(L’Osservatore Romano / 15.09.2023) Sono passati trent’anni dalla sera in cui don Pino Puglisi è stato ucciso dalla mafia. Ne facciamo perciò oggi, con gioia e gratitudine, una memoria particolare. Siamo incoraggiati dalla parola del Santo Padre che, dopo aver visitato Palermo il 15 settembre di cinque anni fa, con sensibilità meravigliosa e profetica, oggi ha voluto rinnovare — in una lettera indirizzata a me vescovo ma rivolta ai presbiteri e a tutto il popolo di Dio — il ricordo di don Pino, della nostra chiesa, delle chiese di Sicilia, indicando l’esempio del beato martire Puglisi come via di riscatto e di annuncio autentico del vangelo.
Sappiamo bene infatti il motivo per cui padre Pino è morto. La sua spietata esecuzione si deve alla testimonianza di giustizia e di verità portata avanti da un uomo, da un prete, che ha vissuto il proprio ministero a Brancaccio come una chiamata alla fedeltà. Fedeltà al creato, fedeltà all’uomo, fedeltà al vangelo. Non si tratta di tre fedeltà, bensì di una sola.

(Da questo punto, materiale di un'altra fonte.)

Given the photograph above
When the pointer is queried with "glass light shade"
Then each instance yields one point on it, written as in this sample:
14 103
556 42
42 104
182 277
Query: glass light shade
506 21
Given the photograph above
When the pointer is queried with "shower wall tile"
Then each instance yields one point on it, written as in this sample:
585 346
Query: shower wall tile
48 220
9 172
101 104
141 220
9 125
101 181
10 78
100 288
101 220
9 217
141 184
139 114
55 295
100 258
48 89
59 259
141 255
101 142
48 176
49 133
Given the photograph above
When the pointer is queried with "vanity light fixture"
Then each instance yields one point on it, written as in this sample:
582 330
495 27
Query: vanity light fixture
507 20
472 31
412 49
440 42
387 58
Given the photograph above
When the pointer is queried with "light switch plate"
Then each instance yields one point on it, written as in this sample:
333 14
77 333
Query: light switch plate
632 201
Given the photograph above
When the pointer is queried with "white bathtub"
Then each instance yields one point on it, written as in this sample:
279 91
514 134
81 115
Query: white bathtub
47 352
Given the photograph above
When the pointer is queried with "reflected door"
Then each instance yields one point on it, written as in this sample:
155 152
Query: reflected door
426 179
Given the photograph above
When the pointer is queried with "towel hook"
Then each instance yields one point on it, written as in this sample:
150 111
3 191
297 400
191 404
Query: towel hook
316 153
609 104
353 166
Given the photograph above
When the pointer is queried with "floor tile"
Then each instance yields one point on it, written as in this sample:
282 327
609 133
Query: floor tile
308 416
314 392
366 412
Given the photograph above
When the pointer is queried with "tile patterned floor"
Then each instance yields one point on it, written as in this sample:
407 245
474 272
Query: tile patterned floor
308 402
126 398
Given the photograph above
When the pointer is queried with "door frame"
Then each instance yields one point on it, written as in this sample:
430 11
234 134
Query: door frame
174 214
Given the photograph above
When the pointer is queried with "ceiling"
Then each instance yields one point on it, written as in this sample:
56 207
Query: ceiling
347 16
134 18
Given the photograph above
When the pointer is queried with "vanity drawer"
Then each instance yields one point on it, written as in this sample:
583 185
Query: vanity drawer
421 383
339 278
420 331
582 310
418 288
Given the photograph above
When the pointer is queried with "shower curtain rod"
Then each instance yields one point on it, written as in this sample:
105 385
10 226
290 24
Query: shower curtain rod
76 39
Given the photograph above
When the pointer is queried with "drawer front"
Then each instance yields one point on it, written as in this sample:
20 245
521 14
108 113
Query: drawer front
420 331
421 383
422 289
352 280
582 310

Don Pino ha educato sempre i giovani al rispetto della creazione, li ha fatti crescere col senso della bellezza e della sacralità di ogni forma di vita, di fronte al quotidiano culto della morte in cui, soprattutto nel quartiere Brancaccio, erano immersi. Don Pino ha interpretato il proprio dimorare in un luogo dominato dalla mafia, dal suo potere e dalla sua logica, come un ascolto infinito del bisogno e del grido inespresso di un popolo, in attesa di una liberazione dall’oppressione e dalla schiavitù mafiose che sfigurano il volto degli umani e riducono le persone a sudditi. Don Pino ha sentito il suo stare dalla parte del popolo, il suo lavoro inesausto per sottrarre i bambini e i ragazzi alla mentalità della mafia (appoggiato da tante donne e tanti uomini, laici e religiosi, attratti dall’esempio di colui che tutti chiamavano affettuosamente 3P), come una risposta al vangelo delle Beatitudini, come un ascolto di quella parola scandalosa pronunciata dal suo Maestro e Signore: «Beati i poveri».
Così don Pino è stato uomo, così è stato prete, come un cristiano permeato da una grande capacità di ascolto di Dio e degli uomini, dallo stile della sinodalità. Credo sia questa la grande attualità odierna del suo messaggio e della sua figura, in una chiesa posta da Papa Francesco in un atteggiamento e in un cammino sinodali.
«La chiesa è sinodo», ci ha ricordato il Santo Padre sulla scorta del Crisostomo.
Ma sinodalità significa apertura all’altro, accoglienza reciproca nella comune sottomissione al vangelo e alla sua chiamata per l’oggi. Sinodalità significa compagnia dei discepoli di Gesù con gli altri discepoli, compagnia delle chiese cristiane, compagnia dei religiosi di ogni confessione e dei non credenti, accomunati dalla passione per l’uomo.
Quella passione che ha portato don Pino a morire, sorridendo al suo assassino e confessandogli candidamente che lo aspettava, sull’esempio del suo Signore, morto per amore dei nemici. Di noi, amati da Dio mentre eravamo ancora peccatori — dice Paolo — e rinati alla vita nuova in Cristo. In Lui chiamati a libertà.